How does splitting a matrix in blocks improve cache hits?

Question

I am trying to understand the concepts of caches and blocking in matrix. I am trying to transpose a matrix.

I understand the concept of row-wise memory layout, so I get that when I am trying to access the data row-wise, I get fewer cache-misses as compared to column wise.

  for( int i = 0; i < n; i++ )

    for( int j = 0; j < n; j++ )

      destination[j+i*n] = source[i+j*n];

So for the source matrix, I will have fewer cache misses, while for destination I will have more cache misses.

---

Here is code with blocking

for (int i = 0; i < n; i += blocksize) {
    for (int j = 0; j < n; j += blocksize) {
        // transpose the block beginning at [i,j]
        for (int k = i; k < i + blocksize; ++k) {
            for (int l = j; l < j + blocksize; ++l) {
                dst[k + l*n] = src[l + k*n];
            }
        }
    }
}

The code above makes use of blocking technique. I can't quite understand how does blocking help with the performance?

Answer 1

Yes, you'll have more cache hits on one side than on the other.

The trick, though is to break it into small enough pieces, so that, they can be 'reused' while processing.
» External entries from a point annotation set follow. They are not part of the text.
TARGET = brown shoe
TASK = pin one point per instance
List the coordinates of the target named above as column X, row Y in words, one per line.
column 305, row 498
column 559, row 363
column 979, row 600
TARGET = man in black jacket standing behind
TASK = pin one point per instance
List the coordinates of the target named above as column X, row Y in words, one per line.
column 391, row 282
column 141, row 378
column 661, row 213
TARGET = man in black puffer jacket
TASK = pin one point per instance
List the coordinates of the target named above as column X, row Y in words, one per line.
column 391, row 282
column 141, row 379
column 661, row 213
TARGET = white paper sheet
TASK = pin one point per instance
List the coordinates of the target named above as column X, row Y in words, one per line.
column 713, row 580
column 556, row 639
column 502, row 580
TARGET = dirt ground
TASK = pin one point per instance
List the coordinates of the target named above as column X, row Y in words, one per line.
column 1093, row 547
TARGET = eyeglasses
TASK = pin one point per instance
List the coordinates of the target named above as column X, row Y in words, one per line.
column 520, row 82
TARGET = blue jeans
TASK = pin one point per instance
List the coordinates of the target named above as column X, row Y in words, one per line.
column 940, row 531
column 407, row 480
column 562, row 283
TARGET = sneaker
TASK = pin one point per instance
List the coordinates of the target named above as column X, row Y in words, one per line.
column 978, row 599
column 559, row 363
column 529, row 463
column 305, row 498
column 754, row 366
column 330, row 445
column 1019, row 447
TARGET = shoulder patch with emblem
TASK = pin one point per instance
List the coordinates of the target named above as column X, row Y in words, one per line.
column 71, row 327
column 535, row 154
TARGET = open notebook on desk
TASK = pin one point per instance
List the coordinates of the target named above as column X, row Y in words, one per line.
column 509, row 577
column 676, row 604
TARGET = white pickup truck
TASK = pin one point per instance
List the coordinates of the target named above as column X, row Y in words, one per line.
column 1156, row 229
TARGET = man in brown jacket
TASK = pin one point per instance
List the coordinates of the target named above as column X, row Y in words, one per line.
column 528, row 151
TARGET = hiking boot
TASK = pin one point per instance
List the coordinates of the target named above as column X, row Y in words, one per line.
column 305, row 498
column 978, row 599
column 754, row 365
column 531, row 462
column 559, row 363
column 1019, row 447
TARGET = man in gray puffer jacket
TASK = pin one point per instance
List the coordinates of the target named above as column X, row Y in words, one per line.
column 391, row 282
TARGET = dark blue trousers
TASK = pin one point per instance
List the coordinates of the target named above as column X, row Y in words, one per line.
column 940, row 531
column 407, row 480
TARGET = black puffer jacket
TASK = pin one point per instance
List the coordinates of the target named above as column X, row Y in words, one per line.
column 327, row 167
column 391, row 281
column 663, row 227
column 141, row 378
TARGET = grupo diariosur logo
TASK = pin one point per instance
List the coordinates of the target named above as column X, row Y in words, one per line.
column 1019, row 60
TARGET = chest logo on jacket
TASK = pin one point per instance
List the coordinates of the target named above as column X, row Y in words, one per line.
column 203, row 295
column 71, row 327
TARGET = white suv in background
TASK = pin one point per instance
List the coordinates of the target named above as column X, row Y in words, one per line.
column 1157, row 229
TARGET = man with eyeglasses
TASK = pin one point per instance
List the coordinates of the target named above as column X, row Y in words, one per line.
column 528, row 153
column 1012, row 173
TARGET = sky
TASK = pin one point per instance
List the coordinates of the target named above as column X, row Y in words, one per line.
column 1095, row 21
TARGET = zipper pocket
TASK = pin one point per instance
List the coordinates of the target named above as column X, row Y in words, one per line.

E.g. in the example above, we'll have 1 cache miss on src matrix and 4 on dst size (I've picked cache line size of 4 elements and block size of 4 elements, but that's just coincidence).

If the cache size is greater than 5 lines, we will have no more misses while processing the line.

If the cache size is smaller than that, there will be more misses as the lines will be crowding out each other. In this case src will stay in cache as more used and dst one's will be dropped thus giving us 16 misses on dst side. 5 looks better than 17 :)

So by controlling the size of the block being low enough, we can have reduce cache miss rate.